Children aged between six months and two years are expected to receive the first ever malaria vaccination in a WHO-coordinated pilot implementation of the Malaria Vaccine Implementation Program (MVIP) expected to commence in April in Ghana, Kenya and Malawi.
The three countries are expected to implement the RTS,S vaccine, the first and only vaccine to show partial protection against malaria in young children, in selected areas.
The vaccine is the outcome of a long-standing collaboration between PATH, GlaxoSmithKline pharmaceuticals that began in 2001. It is an injectable vaccine that provides partial protection against malaria in young children.
Like vaccines generally, RTS,S aims to trigger the body’s own immune system to defend against disease, in this case, malaria caused by Plasmodium falciparum, the most deadly species of the malaria parasite globally and the most prevalent in Africa. The large-scale Phase 3 efficacy and safety trial of RTS,S (which concluded in January 2014) showed that the vaccine candidate could provide meaningful public health benefit by reducing the burden of malaria when used alongside currently available interventions such as bednets and insecticides.
In Ghana, the Programme Manager of the Expanded Programme on Immunisation (EPI) at the Ghana Health Service, Dr George Bonsu announced that pilot programme would be implemented in Central, Upper East, Volta and Ahafo regions and would be scaled up to other regions based on its success.
Dr Bonsu explained that the vaccination would be a four-dose course to be administered to children aged six, seven, nine and 24 months of age when they visit the vaccination centres.
“Every child will have to receive the four doses. Malaria is a major problem in Ghana and we want to reduce the number of under-five deaths,” he said.
The three countries were selected to participate in the pilot based on the following criteria: high coverage of long-lasting insecticidal-treated nets (LLINs); well-functioning malaria and immunisation programmes, a high malaria burden even after scale-up of LLINs, and participation in the Phase III RTS,S malaria vaccine trial. Each of the three countries will decide on the districts and regions to be included in the pilots.

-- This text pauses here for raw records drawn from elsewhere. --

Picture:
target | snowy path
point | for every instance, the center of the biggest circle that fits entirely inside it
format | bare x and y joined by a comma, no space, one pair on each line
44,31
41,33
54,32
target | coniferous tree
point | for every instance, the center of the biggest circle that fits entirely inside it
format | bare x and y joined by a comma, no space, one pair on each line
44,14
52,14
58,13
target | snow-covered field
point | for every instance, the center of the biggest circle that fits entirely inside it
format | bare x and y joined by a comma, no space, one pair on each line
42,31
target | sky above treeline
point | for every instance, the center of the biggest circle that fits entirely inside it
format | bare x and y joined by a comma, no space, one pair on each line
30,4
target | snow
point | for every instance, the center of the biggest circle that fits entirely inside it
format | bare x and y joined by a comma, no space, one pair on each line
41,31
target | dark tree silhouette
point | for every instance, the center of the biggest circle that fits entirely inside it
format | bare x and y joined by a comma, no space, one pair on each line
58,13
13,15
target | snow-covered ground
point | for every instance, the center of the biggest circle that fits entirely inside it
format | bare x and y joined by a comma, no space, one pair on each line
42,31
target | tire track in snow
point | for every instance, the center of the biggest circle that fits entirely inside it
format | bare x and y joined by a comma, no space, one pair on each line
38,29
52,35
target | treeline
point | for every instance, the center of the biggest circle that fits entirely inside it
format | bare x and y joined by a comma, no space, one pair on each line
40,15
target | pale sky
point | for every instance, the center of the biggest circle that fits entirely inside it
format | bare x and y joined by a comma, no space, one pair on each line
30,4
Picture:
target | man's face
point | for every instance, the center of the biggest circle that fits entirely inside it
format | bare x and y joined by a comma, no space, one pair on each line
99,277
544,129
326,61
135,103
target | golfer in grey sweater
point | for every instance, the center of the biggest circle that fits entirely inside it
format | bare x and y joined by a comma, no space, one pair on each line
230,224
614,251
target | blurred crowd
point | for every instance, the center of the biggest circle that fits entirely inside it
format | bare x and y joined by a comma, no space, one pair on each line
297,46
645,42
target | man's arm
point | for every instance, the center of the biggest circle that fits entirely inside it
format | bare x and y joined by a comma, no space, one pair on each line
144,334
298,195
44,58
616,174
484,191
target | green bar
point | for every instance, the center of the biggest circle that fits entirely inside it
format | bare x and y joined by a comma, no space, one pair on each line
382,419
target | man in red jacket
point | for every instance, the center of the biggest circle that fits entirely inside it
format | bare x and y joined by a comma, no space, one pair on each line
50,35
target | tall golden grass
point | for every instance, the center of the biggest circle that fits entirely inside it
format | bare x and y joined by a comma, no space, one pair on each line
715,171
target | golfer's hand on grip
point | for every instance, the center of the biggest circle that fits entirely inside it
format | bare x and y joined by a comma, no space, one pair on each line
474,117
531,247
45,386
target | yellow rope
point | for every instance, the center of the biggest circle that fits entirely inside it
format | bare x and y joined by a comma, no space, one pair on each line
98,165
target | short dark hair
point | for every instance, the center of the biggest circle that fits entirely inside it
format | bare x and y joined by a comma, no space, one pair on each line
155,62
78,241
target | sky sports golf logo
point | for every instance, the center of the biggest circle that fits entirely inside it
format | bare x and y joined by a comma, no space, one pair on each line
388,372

High malaria burden areas will be prioritized, as this is where the benefit of the vaccine is predicted to be highest. Information garnered from the pilot will help to inform later decisions about potential wider use of the vaccine.
The malaria vaccine will be administered via intramuscular injection and delivered through the routine national immunization programmes. WHO is working with the three countries to facilitate regulatory authorization of the vaccine for use in the pilots through the African Vaccine Regulatory Forum (AVAREF). Regulatory support will also include measures to enable the appropriate safety monitoring of the vaccine and rigorous evaluation for eventual large scale use.
Gavi, the Vaccine Alliance, the Global Fund to Fight AIDS, Tuberculosis and Malaria, and UNITAID, are partnering to provide US$49.2 million for the first phase of the pilot programme (2017-2020) which will be complemented by in-kind contributions from WHO and GSK.
In January 2016, Ghana responded to the World Health Organisation (WHO’s) call for national ministries of health to express interest in collaborating in the malaria vaccine pilot implementation programme.
The country participated in clinical trials of the malaria vaccine with two research centres in Agogo and Kintampo.